By Zachary A. Goldfarb
Washington Post Staff Writer
Tuesday, April 28, 2009
President Obama's pick to head the federal agency in charge of policing commodities futures is languishing in the Senate despite the troubles in the market and planning for new financial regulations.
Gary Gensler, a former Goldman Sachs banker and Treasury Department official in the Clinton administration, was nominated on Dec. 18 to lead the Commodity Futures Trading Commission.
In March, his nomination cleared the Senate Agriculture Committee, which oversees the CFTC, but the full Senate hasn't held a vote because Sen. Bernard Sanders (I-Vt.) is blocking his appointment. He said Gensler isn't the right man for the job because as a Clinton official he sought to exempt derivatives known as credit default swaps from regulation. Sanders blames this absence of regulation for the collapse of insurer American International Group and the government's subsequent rescue of the firm "in the largest taxpayer bailout in history."
"We have a fellow who is being nominated for an extremely important position whose background is such that he's strongly advocated policies that have led to the financial crisis," Sanders added.
Sanders has declined to characterize the strength of this opposition, saying he is discussing the matter privately with the White House. In parliamentary custom, a single senator can stand in the way of a vote on a nominee for the executive branch.
Jim Manley, a spokesman for Senate Majority Leader Harry M. Reid (D-Nev.), said the White House is trying to overcome the concerns of some senators. A White House spokeswoman, Jen Psaki, declined to comment.
The CFTC's four sitting commissioners are rotating as temporary chairman. Meanwhile, the agency is active on several fronts, including investigating large commodities frauds, planning to oversee a new market in carbon trading that will be central to curbing greenhouse gases, and preparing for a revamp of the nation's financial regulatory system.
The Obama administration has proposed that derivatives come under increased regulation, but there's a turf war over whether the Securities and Exchange Commission, the CFTC or the Federal Reserve would oversee this market. One option favored by some senior officials is for the CFTC to be merged with the SEC.

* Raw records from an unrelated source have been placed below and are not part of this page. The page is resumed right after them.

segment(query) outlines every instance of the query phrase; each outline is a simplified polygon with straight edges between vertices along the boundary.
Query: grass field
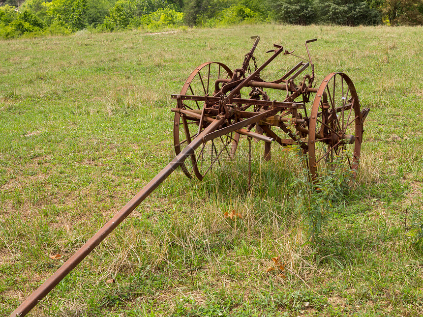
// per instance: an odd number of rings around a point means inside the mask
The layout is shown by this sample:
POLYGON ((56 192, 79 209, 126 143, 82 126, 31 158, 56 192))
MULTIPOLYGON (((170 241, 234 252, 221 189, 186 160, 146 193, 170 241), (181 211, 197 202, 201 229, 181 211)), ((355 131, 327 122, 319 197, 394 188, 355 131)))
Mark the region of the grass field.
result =
POLYGON ((318 85, 343 71, 371 109, 318 242, 300 158, 257 147, 251 191, 245 158, 202 182, 177 170, 30 315, 423 315, 423 28, 269 25, 0 41, 0 315, 173 158, 170 95, 194 68, 240 67, 256 34, 259 63, 317 38, 318 85))

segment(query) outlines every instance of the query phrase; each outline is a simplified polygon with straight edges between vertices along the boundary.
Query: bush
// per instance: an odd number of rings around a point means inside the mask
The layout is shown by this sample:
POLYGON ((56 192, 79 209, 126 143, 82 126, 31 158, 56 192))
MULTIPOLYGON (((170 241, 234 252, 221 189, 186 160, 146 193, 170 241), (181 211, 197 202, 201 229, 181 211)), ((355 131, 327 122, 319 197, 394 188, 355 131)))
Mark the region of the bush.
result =
POLYGON ((312 0, 279 0, 273 5, 273 17, 278 22, 305 26, 316 20, 312 0))
POLYGON ((315 3, 320 20, 324 23, 354 27, 381 22, 377 10, 361 0, 323 0, 315 3))
POLYGON ((140 26, 150 30, 178 28, 183 24, 183 13, 172 9, 159 9, 141 17, 140 26))
POLYGON ((209 27, 213 27, 240 23, 253 23, 260 22, 261 19, 260 16, 249 8, 242 4, 237 4, 224 10, 215 17, 202 21, 201 24, 209 27))

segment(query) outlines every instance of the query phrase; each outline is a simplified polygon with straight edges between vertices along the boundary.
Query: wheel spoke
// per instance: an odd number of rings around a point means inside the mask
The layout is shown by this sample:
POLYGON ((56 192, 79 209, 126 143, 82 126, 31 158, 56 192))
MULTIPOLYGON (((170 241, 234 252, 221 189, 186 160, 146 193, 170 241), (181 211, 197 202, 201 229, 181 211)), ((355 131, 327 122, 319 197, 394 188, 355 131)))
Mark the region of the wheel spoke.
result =
POLYGON ((330 153, 331 153, 331 152, 332 153, 332 161, 333 161, 333 152, 332 151, 332 150, 333 150, 334 148, 335 148, 335 147, 336 146, 336 145, 338 145, 339 144, 340 144, 341 142, 342 142, 342 141, 339 141, 337 143, 336 143, 336 144, 335 144, 334 145, 333 145, 331 148, 330 148, 329 150, 327 152, 326 152, 326 153, 325 153, 324 154, 323 154, 323 156, 322 156, 322 157, 321 157, 320 159, 319 159, 318 160, 316 161, 316 164, 317 164, 318 163, 320 162, 320 161, 322 160, 322 158, 323 158, 326 155, 327 155, 328 154, 329 154, 330 153))
POLYGON ((319 89, 322 91, 322 88, 327 94, 330 109, 326 109, 327 105, 324 107, 323 94, 316 95, 311 115, 315 117, 310 118, 309 123, 309 126, 312 124, 313 132, 323 137, 319 139, 315 135, 308 136, 310 171, 314 181, 325 169, 357 169, 361 149, 358 140, 361 140, 363 131, 358 115, 360 111, 358 97, 346 75, 336 73, 327 76, 319 89), (354 139, 350 143, 352 135, 354 139))
MULTIPOLYGON (((231 78, 232 71, 226 66, 220 63, 210 62, 205 63, 201 67, 196 68, 191 73, 185 82, 181 94, 193 96, 203 95, 214 91, 216 81, 221 78, 231 78)), ((212 94, 211 93, 210 94, 212 94)), ((196 111, 201 109, 201 101, 198 100, 184 100, 183 109, 196 111)), ((200 120, 189 114, 175 114, 174 125, 174 143, 175 151, 179 154, 191 141, 198 135, 198 128, 200 120)), ((205 122, 206 125, 207 122, 205 122)), ((184 162, 181 166, 183 173, 188 176, 195 175, 199 179, 212 169, 217 162, 223 163, 226 157, 231 157, 231 151, 227 148, 228 144, 233 140, 232 134, 221 136, 219 138, 208 141, 194 150, 190 156, 191 159, 184 162), (219 147, 221 147, 219 148, 219 147)))

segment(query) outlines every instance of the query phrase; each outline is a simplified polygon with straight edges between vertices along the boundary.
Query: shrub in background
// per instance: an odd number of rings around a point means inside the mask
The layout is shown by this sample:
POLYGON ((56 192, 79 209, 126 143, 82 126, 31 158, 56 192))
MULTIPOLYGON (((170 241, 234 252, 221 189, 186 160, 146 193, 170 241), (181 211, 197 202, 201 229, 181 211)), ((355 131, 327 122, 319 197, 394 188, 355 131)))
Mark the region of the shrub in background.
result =
POLYGON ((376 25, 382 21, 378 11, 365 1, 322 0, 314 3, 321 22, 355 27, 376 25))
POLYGON ((272 7, 273 18, 279 22, 305 26, 316 21, 313 0, 276 0, 272 7))
POLYGON ((213 27, 241 23, 261 22, 259 15, 242 4, 236 4, 222 11, 217 16, 203 21, 204 26, 213 27))
POLYGON ((178 28, 183 24, 183 13, 172 9, 158 9, 141 17, 140 26, 149 30, 167 28, 178 28))

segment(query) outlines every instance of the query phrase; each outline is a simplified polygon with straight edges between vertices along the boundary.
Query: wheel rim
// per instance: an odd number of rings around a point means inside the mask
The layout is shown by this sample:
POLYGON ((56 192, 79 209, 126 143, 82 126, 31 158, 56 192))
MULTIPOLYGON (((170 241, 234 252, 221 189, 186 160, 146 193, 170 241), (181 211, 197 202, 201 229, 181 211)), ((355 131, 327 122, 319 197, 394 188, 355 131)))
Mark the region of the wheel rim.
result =
MULTIPOLYGON (((208 62, 197 67, 189 75, 181 91, 181 95, 212 96, 215 91, 215 83, 218 79, 230 79, 232 72, 221 63, 208 62)), ((221 83, 218 88, 221 87, 221 83)), ((204 103, 183 100, 181 109, 200 110, 204 103)), ((197 111, 197 112, 198 112, 197 111)), ((198 133, 200 119, 183 114, 175 113, 174 120, 174 144, 176 155, 195 139, 198 133)), ((205 121, 203 126, 208 125, 205 121)), ((233 156, 236 149, 238 134, 232 133, 211 140, 196 149, 181 166, 182 170, 188 177, 195 175, 201 180, 216 164, 233 156)))
POLYGON ((308 157, 313 181, 335 169, 350 170, 355 177, 363 123, 355 87, 345 74, 330 74, 320 85, 313 103, 309 131, 308 157))

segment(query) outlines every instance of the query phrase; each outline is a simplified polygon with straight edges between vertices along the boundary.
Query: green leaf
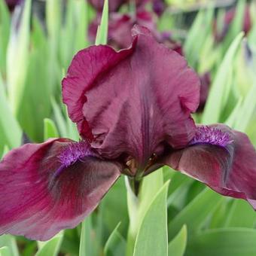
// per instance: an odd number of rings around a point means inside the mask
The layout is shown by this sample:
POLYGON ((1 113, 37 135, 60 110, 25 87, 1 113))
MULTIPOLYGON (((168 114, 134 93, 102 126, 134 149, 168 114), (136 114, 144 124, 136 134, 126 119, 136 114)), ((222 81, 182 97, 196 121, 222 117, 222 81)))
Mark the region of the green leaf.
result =
POLYGON ((136 237, 133 256, 167 256, 167 206, 169 181, 149 206, 136 237))
POLYGON ((228 79, 230 79, 233 62, 243 35, 243 32, 241 32, 234 39, 218 69, 203 114, 203 123, 219 122, 231 89, 231 83, 228 83, 228 79))
POLYGON ((228 211, 224 226, 253 227, 255 219, 255 212, 248 202, 236 200, 228 211))
POLYGON ((126 242, 118 232, 120 222, 114 228, 104 248, 104 255, 119 256, 125 254, 126 242))
POLYGON ((2 235, 0 236, 0 247, 7 246, 12 256, 19 256, 18 248, 14 236, 2 235))
POLYGON ((169 243, 168 256, 183 256, 187 246, 187 227, 184 225, 177 236, 169 243))
POLYGON ((239 111, 236 119, 234 129, 239 130, 241 132, 245 132, 246 128, 250 123, 250 121, 255 113, 256 108, 256 76, 254 76, 254 81, 253 86, 248 92, 245 98, 239 111))
POLYGON ((49 119, 49 118, 44 118, 44 140, 48 139, 49 138, 58 138, 59 133, 57 131, 57 128, 56 127, 56 125, 54 122, 49 119))
POLYGON ((98 26, 96 45, 106 44, 108 41, 108 0, 104 1, 102 20, 98 26))
POLYGON ((20 23, 20 14, 14 12, 7 56, 8 96, 15 114, 20 108, 28 68, 30 37, 31 0, 25 1, 20 23), (14 70, 15 72, 14 72, 14 70))
POLYGON ((35 256, 56 256, 62 242, 64 232, 61 231, 47 242, 38 242, 39 250, 35 256))
POLYGON ((11 256, 10 249, 6 246, 0 248, 0 256, 11 256))
POLYGON ((128 212, 130 217, 126 246, 127 255, 133 254, 139 228, 156 194, 157 194, 162 187, 163 180, 162 169, 145 177, 142 180, 142 184, 141 184, 139 197, 137 197, 132 190, 128 179, 126 177, 128 212))
POLYGON ((6 52, 10 35, 10 12, 5 0, 0 0, 0 72, 6 72, 6 52))
POLYGON ((66 129, 66 122, 62 115, 62 111, 59 106, 57 105, 54 98, 51 100, 53 114, 56 120, 56 124, 59 130, 60 136, 62 137, 68 137, 68 132, 66 129))
POLYGON ((220 228, 193 236, 187 256, 256 255, 256 230, 248 228, 220 228))
POLYGON ((169 223, 169 237, 174 237, 184 224, 189 233, 197 231, 223 200, 223 197, 206 187, 169 223))
POLYGON ((0 75, 0 131, 9 148, 18 147, 21 143, 22 130, 9 107, 3 81, 0 75))
POLYGON ((184 42, 185 56, 192 66, 199 61, 206 38, 212 30, 214 8, 210 5, 206 11, 203 10, 198 12, 184 42))
POLYGON ((82 222, 81 230, 79 256, 92 255, 93 242, 90 236, 92 229, 91 216, 88 216, 82 222))

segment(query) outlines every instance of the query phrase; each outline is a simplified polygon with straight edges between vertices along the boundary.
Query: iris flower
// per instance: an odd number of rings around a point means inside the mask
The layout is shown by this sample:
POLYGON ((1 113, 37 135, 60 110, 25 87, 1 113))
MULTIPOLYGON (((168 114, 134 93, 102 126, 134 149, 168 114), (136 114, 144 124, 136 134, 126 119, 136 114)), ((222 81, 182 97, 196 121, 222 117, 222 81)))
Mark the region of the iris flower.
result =
POLYGON ((256 153, 223 124, 196 126, 200 80, 183 56, 135 26, 130 47, 74 57, 63 102, 81 136, 11 151, 0 163, 0 233, 47 240, 78 225, 121 174, 168 165, 256 207, 256 153))

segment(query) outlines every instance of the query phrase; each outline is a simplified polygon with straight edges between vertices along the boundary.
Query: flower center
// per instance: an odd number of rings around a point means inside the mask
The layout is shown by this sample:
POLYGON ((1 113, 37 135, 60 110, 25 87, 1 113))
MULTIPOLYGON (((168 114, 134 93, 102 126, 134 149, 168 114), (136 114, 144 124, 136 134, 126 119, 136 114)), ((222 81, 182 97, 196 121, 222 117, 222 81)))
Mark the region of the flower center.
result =
POLYGON ((224 148, 232 142, 233 140, 227 133, 216 127, 201 126, 197 128, 196 134, 189 145, 206 143, 224 148))
POLYGON ((59 175, 64 168, 72 166, 78 160, 82 161, 87 156, 93 156, 90 148, 90 145, 85 141, 69 143, 57 157, 61 166, 56 175, 59 175))

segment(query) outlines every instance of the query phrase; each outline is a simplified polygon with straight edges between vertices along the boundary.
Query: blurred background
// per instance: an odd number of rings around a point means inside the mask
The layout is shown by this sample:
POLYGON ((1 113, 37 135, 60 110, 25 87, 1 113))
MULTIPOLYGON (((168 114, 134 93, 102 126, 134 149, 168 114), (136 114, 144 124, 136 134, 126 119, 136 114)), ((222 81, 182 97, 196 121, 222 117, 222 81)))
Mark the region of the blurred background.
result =
MULTIPOLYGON (((62 103, 69 65, 95 42, 128 47, 134 24, 147 26, 198 73, 195 120, 225 123, 256 146, 256 1, 108 0, 108 24, 102 23, 106 36, 96 41, 103 4, 0 0, 0 157, 29 142, 78 140, 62 103)), ((256 214, 247 203, 224 198, 164 167, 162 182, 170 178, 169 255, 256 255, 256 214)), ((0 255, 125 255, 127 207, 122 178, 82 225, 46 242, 2 236, 0 255)))

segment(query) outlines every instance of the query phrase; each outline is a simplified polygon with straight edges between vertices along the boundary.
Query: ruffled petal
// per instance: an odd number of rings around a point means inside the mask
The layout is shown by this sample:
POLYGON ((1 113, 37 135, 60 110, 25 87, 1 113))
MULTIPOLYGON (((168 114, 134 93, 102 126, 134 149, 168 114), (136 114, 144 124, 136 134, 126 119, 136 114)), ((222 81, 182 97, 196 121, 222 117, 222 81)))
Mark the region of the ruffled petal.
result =
POLYGON ((199 129, 201 135, 197 133, 189 146, 171 152, 163 163, 256 209, 256 151, 247 136, 221 124, 199 129))
POLYGON ((143 165, 162 143, 181 148, 193 138, 200 81, 146 28, 135 26, 132 34, 128 50, 93 46, 79 52, 63 80, 63 99, 74 121, 84 117, 102 155, 126 154, 143 165))
POLYGON ((120 175, 66 139, 26 144, 0 162, 0 233, 47 240, 88 215, 120 175))

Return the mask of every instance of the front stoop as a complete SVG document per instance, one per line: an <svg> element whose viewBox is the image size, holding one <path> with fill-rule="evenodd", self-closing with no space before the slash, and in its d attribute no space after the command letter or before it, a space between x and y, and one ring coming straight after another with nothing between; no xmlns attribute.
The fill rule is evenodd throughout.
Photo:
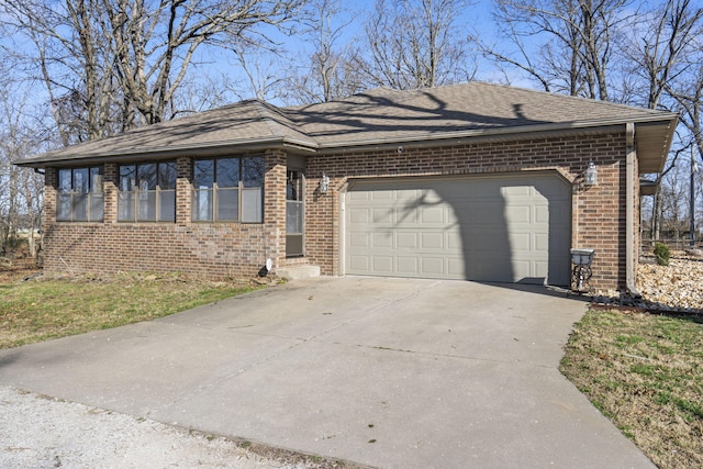
<svg viewBox="0 0 703 469"><path fill-rule="evenodd" d="M276 276L289 280L302 280L320 277L320 266L289 266L276 269Z"/></svg>

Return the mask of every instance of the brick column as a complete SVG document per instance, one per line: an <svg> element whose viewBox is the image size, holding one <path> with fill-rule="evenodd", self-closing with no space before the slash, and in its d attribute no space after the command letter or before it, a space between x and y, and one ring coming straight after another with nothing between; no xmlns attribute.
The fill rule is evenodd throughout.
<svg viewBox="0 0 703 469"><path fill-rule="evenodd" d="M286 259L286 169L283 150L270 149L265 154L264 177L264 255L277 267Z"/></svg>

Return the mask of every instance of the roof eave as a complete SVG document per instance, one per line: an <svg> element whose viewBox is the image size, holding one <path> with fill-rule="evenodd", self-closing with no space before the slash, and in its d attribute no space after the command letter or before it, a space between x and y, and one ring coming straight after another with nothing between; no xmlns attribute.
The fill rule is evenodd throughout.
<svg viewBox="0 0 703 469"><path fill-rule="evenodd" d="M284 148L293 152L311 153L316 149L316 145L291 137L266 137L266 138L248 138L230 142L217 142L209 145L180 145L168 146L163 148L134 149L129 152L99 153L81 156L53 157L40 156L15 161L16 166L30 168L45 168L51 166L66 166L75 164L102 164L130 161L135 159L153 158L168 159L179 156L191 156L196 158L204 158L212 156L223 156L233 153L256 153L267 149Z"/></svg>
<svg viewBox="0 0 703 469"><path fill-rule="evenodd" d="M669 124L671 127L676 127L676 119L677 114L665 114L658 116L658 119L654 120L651 116L641 116L636 119L612 119L612 120L599 120L599 121L582 121L582 122L566 122L566 123L551 123L551 124L536 124L536 125L522 125L515 127L500 127L500 129L478 129L478 130L469 130L469 131L457 131L457 132L446 132L446 133L436 133L432 135L421 135L416 137L405 137L405 138L376 138L376 139L365 139L365 141L353 141L353 142L342 142L342 143L327 143L321 144L317 153L320 154L330 154L330 153L338 153L338 152L353 152L353 150L364 150L364 149L380 149L380 148L391 148L398 145L404 145L410 147L417 146L436 146L446 144L451 141L453 144L468 144L468 143L477 143L482 141L495 141L495 139L514 139L521 138L525 136L534 136L534 135L557 135L569 133L572 134L574 132L599 132L605 130L612 130L614 126L622 126L629 122L638 123L651 123L656 122L671 122L673 120L673 125ZM672 132L672 131L671 131ZM663 145L666 148L670 145ZM667 149L668 152L668 149ZM666 153L665 152L665 157ZM663 164L663 163L662 163Z"/></svg>

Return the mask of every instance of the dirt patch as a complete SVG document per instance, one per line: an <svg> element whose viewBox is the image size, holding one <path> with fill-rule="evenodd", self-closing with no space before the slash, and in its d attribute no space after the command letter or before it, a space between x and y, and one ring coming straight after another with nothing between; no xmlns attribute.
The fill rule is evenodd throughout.
<svg viewBox="0 0 703 469"><path fill-rule="evenodd" d="M12 283L41 272L42 267L24 247L10 253L7 257L0 257L0 284Z"/></svg>

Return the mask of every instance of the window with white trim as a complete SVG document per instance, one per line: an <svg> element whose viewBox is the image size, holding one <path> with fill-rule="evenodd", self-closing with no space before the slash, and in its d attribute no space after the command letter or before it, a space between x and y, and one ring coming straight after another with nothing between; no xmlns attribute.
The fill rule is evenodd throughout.
<svg viewBox="0 0 703 469"><path fill-rule="evenodd" d="M193 163L193 222L264 221L263 156L196 159Z"/></svg>
<svg viewBox="0 0 703 469"><path fill-rule="evenodd" d="M101 222L103 201L102 166L58 170L56 221Z"/></svg>
<svg viewBox="0 0 703 469"><path fill-rule="evenodd" d="M176 161L120 166L118 221L176 221Z"/></svg>

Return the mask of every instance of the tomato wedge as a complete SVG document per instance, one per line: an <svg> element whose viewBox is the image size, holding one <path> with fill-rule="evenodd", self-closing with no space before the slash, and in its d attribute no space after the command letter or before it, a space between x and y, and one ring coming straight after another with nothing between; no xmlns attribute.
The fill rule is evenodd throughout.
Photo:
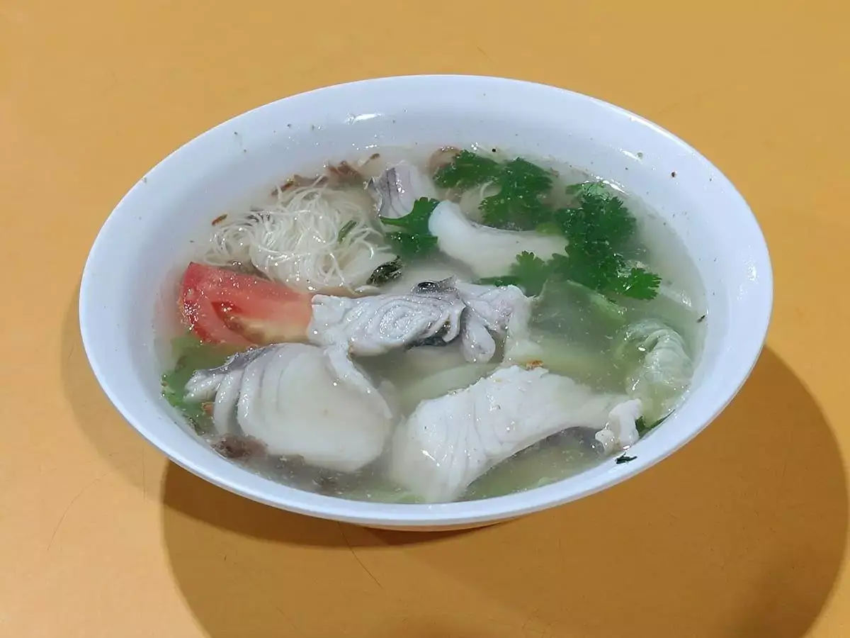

Gensler, who declined to comment for this story, has changed his position on derivatives, saying at his Senate confirmation hearing in February they should all be traded on regulated exchanges. This would go further than the position of Treasury Secretary Timothy F. Geithner, who supports establishing clearinghouses for trading in most kinds of derivatives but does not back requiring that they be traded only on regulated exchanges.
Gensler has received support from many senators, including the 20 members of the Agriculture Committee.
"Gensler has a deep understanding of finance, both internationally and domestically, and he knows how to turn that knowledge into policy that will protect interest of our country and consumers," Sen. Barbara A. Mikulski (D- Md.) said at his confirmation hearing. "At a time of grave financial turmoil and deep uncertainty we need someone with Gary Gensler's skills and his values to lead the Commission."
Industry groups and public interest groups also support Gensler's nomination.
"There is a problem with Gary Gensler not assuming the needed role and pursuing important regulatory initiatives to improve transparency over commodity markets and derivatives exchanges," said Tyson Slokum, director of the energy program at Public Citizen.
John Damgard, president of the Futures Industry Association, agreed.
"Without a permanent chairman confirmed by the Senate, the CFTC probably will not be listened to as much as it should while policymakers in Washington and around the globe debate what a new regulatory landscape should look like," he said. "Every aspect of our regulatory structure is up for reconsideration . . . and that makes it all the more important that a permanent chairman be put in place as soon as possible."